Box set by Billy Joel
- Released: 17 December 1990
- Recorded: 1973–1990
- Genre: Rock
- Length: 3:50:42
- Label: Columbia
- Producer: Michael Stewart, Billy Joel, Mick Jones, Phil Ramone

Billy Joel chronology
| Storm Front (1989) | Souvenir: The Ultimate Collection (1990) | River of Dreams (1993) |

= Souvenir: The Ultimate Collection =

Souvenir: The Ultimate Collection is a Billy Joel album box set, released on 17 December 1990 in Australia only, to commemorate his sixth Australian tour.
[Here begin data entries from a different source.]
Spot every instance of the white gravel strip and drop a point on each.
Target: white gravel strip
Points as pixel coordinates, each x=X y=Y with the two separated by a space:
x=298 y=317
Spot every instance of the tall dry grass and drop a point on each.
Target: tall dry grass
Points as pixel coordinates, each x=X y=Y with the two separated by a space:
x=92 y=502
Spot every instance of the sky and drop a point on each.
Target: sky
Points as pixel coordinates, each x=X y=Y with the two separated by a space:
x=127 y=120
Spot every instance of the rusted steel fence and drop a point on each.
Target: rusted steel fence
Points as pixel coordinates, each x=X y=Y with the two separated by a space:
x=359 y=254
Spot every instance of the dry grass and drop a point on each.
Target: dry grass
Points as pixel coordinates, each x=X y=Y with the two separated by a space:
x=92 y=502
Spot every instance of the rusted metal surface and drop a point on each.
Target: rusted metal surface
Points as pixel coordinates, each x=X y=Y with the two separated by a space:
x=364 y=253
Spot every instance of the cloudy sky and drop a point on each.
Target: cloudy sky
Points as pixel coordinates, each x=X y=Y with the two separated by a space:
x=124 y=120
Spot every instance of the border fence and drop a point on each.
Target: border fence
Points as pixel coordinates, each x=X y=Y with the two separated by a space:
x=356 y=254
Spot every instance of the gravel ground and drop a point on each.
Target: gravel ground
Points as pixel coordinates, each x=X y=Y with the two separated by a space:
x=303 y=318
The five-album set spans most of Joel's recording career, containing Live at Yankee Stadium Highlights (five songs only), his 1985 double-album Greatest Hits, Volume I and II, his 1989 album Storm Front and a collection of interviews alongside the title track "Souvenir" (from his 1974 album Streetlife Serenade).

The box set entered the ARIA Australian Top 50 Album Charts on 13 January 1991 and peaked at number one in its third week on the chart, spending a total of 18 weeks on the chart and earning platinum accreditation.

==Track listing==

=== Disc one: Live at Yankee Stadium ===
1. "Shout" (live) - 2:59
2. "Storm Front" (live) - 5:28
3. "New York State of Mind" (live) - 6:16
4. "I Go to Extremes" (live) - 4:46
5. "Piano Man" (live) - 6:14

=== Disc two: Greatest Hits, Volume I ===
1. "Piano Man" - 5:36
2. "Captain Jack" - 7:15
3. "The Entertainer" - 3:38
4. "Say Goodbye to Hollywood (Live) - 3:54
5. "New York State of Mind" - 6:02
6. "The Stranger" - 5:07
7. "Scenes from an Italian Restaurant" - 7:33
8. "Just the Way You Are" - 3:36
9. "Movin' Out (Anthony's Song)" - 3:28
10. "Only the Good Die Young" - 3:53
11. "She's Always a Woman" - 3:17

=== Disc three: Greatest Hits, Volume II ===
1. "My Life" - 3:51
2. "Big Shot" - 3:45
3. "Honesty" - 3:51
4. "You May Be Right" - 4:13
5. "It's Still Rock & Roll to Me" - 2:55
6. "She's Got a Way" (Live) - 3:00
7. "Pressure" - 3:15
8. "Allentown" - 3:48
9. "Goodnight Saigon" - 7:00
10. "Tell Her About It" - 3:35
11. "Uptown Girl" - 3:15
12. "The Longest Time" - 3:36
13. "You're Only Human (Second Wind)" - 4:48
14. "The Night Is Still Young" - 5:29

=== Disc four: Storm Front ===
1. "That's Not Her Style" - 5:10
2. "We Didn't Start the Fire" - 4:50
3. "The Downeaster 'Alexa'" - 3:44
4. "I Go to Extremes" - 4:23
5. "Shameless" - 4:26
6. "Storm Front" - 5:17
7. "Leningrad" - 4:06
8. "State of Grace" - 4:30
9. "When in Rome" - 4:50
10. "And So It Goes" - 3:38

=== Disc five: Interview with Billy Joel ===
1. "Introduction" - 1:15
2. "Billy Joel Interview 1" - 19:23
3. "Billy Joel Interview 2" - 18:40
4. "Billy Joel Interview 3" - 9:07
5. "Souvenir" - 2:00

== Charts ==

| Chart (1991) | Peak position |
|---|---|
| Australian Albums (ARIA) | 1 |

==Certifications==

| Region | Certification | Certified units/sales |
| Australia (ARIA) | Platinum | 70,000^{^} |
^{^} Shipments figures based on certification alone.